Agreed. I took a look for about 30 seconds, then came here to say the same thing.
EVERY site should have a single sentence (at the least) with a concise, non-jargony explanation of what it is. You can't just assume.
When I saw someone mention the Favicon I went back and got it :) I think the problem I really had was that I read your "example" but it made no sense since I couldn't see any of the character boxes until I typed in the number of characters.
I've added a tagline now. I didn't have one before because before I launched it on a domain name I had a much more obvious name for the site which would need a tagline much less.
I've clearly learned something by all your feedback. It used to have a more obvious name before that I couldn't use because of domain name real estate.

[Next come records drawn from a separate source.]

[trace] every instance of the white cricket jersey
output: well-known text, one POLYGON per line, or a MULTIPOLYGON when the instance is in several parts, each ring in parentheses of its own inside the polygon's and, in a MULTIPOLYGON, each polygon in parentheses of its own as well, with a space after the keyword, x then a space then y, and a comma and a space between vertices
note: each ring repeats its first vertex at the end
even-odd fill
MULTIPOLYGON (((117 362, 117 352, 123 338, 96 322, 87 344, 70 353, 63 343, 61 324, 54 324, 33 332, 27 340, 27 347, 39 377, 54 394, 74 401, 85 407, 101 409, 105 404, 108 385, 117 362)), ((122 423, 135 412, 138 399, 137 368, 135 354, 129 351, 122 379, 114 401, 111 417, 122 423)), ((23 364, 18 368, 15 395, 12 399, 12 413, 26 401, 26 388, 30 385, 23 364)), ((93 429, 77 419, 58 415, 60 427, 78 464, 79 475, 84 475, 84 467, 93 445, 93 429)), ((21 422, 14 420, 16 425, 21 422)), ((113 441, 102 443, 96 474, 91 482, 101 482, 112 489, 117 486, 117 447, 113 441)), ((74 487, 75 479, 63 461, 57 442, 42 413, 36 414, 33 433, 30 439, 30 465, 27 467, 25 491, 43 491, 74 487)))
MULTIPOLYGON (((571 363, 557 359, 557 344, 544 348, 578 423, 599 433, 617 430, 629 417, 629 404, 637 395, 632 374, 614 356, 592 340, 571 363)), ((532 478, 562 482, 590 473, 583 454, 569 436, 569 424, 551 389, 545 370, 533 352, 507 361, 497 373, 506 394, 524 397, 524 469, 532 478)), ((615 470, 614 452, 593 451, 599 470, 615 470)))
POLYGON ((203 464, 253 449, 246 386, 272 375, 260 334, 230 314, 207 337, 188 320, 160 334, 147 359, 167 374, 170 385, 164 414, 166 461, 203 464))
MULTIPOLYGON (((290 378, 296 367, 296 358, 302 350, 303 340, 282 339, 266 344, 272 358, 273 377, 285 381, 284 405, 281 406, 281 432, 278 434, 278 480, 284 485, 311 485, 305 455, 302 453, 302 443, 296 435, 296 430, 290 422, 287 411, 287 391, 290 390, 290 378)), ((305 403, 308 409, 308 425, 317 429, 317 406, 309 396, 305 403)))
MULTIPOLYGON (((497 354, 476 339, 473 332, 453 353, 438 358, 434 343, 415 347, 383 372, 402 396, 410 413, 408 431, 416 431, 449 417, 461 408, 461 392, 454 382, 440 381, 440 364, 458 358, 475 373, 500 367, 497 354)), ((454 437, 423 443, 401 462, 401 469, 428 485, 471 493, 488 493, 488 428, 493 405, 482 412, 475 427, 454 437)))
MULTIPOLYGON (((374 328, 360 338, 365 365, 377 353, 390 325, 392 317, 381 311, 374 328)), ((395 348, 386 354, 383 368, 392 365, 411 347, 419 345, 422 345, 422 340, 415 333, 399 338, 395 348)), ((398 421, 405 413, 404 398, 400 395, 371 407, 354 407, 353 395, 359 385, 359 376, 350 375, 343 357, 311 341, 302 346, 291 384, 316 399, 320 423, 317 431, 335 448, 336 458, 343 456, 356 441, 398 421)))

I had to change to Crosstips but didn't pad it with more explanation of what it does.
Plus having stared at it so much myself I got "home blind".
But most of the complaints say it needs to be more explicit because they didn't realize it was a crosswords tool, which inherently means they DID realize it was a crosswords tool.

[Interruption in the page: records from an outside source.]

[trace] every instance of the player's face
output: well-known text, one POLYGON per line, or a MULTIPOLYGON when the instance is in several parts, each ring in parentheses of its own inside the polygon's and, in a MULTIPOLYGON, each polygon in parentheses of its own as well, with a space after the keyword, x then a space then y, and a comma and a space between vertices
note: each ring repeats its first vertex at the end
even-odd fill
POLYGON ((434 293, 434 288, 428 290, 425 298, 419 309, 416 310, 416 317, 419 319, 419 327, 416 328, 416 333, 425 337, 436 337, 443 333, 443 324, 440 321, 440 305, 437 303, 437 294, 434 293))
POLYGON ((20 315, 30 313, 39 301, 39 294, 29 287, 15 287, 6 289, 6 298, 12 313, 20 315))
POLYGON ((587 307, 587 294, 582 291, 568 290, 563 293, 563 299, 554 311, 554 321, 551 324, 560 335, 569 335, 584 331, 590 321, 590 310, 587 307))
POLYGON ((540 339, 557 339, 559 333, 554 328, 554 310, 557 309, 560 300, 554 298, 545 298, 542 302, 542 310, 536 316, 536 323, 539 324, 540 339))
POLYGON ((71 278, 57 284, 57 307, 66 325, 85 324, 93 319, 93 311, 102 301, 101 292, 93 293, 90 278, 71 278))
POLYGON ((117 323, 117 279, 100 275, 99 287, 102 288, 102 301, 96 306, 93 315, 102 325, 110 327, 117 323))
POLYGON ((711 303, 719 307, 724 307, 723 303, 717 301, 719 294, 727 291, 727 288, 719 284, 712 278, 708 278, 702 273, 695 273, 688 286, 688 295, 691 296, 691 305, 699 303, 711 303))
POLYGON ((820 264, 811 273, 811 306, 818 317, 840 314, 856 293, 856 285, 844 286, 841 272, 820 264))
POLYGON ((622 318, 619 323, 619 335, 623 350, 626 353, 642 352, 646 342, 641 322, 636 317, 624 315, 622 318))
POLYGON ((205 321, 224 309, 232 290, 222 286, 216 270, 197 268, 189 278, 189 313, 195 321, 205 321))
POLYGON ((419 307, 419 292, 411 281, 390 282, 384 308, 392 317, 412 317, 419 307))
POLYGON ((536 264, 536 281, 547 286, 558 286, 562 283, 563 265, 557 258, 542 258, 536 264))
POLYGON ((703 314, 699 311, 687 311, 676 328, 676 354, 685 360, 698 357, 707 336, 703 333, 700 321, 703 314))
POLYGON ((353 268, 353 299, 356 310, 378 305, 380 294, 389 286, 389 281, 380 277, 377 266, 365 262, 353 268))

I don't think it would be all that useful for scrabble. For that you would have to be able to input random letters and get words out.
I didn't, however, have any difficulty figuring out what the site was for (the name and the icon made it fairly clear I thought). The "crossword puzzle" metaphor could have been incorporated a bit more in the design, maybe.
Well, Google does not explain what their search is for; why should you have to? Considering it is a niche market for folks that want to solve crossword puzzles, and you had enough people talk about it with each other, you could keep the front page non-descriptive. It is a destination site that people will visit when they know about what it does.
I wouldn't want to see a slogan every time I visited the site, anyways.